Ma soprattutto viene segnalata la sproporzione tra le esigenze dei territori e la frequenza dei voli. A Catania e in Sicilia orientale, le più colpite dai roghi, i Canadair sono intervenuti molto meno rispetto a Palermo, colpita in misura minore. Tutte incongruenze, stranezze che non equivalgono ad accuse, ma di sicuro, visto anche quanto emerso in Sardegna, dovrebbero spingere chi di dovere a indagare a fondo e lo Stato a rispondere e a mettere fine ai sospetti, iniziando un percorso di trasparenza che può partire solo dalla nazionalizzazione di un servizio che non può in alcun modo essere gestito secondo logiche di profitto e di mercato.
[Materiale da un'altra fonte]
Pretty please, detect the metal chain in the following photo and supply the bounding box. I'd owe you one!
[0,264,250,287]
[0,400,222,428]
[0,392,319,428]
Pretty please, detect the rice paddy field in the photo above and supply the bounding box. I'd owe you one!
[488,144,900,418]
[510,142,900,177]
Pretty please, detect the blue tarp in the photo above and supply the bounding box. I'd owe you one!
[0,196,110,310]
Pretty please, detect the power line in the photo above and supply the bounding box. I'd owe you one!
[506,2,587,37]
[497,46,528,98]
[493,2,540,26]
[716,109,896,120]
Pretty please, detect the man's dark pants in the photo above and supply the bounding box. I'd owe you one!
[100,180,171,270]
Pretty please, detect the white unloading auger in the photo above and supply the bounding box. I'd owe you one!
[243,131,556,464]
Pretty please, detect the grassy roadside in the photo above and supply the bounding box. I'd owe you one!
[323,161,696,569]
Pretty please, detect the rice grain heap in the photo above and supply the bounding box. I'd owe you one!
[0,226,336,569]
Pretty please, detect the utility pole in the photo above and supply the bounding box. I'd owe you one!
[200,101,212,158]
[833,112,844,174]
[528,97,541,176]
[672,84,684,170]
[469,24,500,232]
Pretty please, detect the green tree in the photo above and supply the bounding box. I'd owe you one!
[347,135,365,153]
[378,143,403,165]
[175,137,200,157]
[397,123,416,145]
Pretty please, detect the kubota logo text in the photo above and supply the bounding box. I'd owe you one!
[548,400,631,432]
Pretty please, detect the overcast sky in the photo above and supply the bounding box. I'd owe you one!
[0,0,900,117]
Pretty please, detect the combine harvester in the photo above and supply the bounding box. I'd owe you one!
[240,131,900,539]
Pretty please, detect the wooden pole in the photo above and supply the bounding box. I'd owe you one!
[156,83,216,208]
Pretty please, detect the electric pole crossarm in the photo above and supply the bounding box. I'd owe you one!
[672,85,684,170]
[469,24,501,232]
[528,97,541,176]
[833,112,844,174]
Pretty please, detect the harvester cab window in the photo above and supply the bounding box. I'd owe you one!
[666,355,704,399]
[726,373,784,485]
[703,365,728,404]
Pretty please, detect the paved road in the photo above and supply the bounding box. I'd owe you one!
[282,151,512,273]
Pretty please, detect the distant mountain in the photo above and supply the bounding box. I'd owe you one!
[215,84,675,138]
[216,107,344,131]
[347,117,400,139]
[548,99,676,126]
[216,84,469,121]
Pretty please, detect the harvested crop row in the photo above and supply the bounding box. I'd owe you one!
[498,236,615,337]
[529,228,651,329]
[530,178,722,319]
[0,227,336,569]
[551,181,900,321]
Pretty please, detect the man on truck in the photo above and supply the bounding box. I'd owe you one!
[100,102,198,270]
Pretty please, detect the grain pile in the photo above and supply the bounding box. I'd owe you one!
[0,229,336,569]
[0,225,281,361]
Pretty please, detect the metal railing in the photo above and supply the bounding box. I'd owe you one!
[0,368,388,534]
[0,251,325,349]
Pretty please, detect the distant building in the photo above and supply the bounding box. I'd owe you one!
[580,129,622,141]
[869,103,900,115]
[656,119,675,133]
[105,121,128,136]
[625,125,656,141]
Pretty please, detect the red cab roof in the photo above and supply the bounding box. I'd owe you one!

Perché con il fuoco non si gioca e nemmeno con la salute dell’ambiente e dei cittadini e con il futuro della nostra terra.
Massimiliano Perna -ilmegafono.org
Complimenti per l’articolo. Sono un dottore forestale nato in Calabria.
Avrei piacere a seguire altre inchieste simili, che vadano a fondo in questa controversa questione.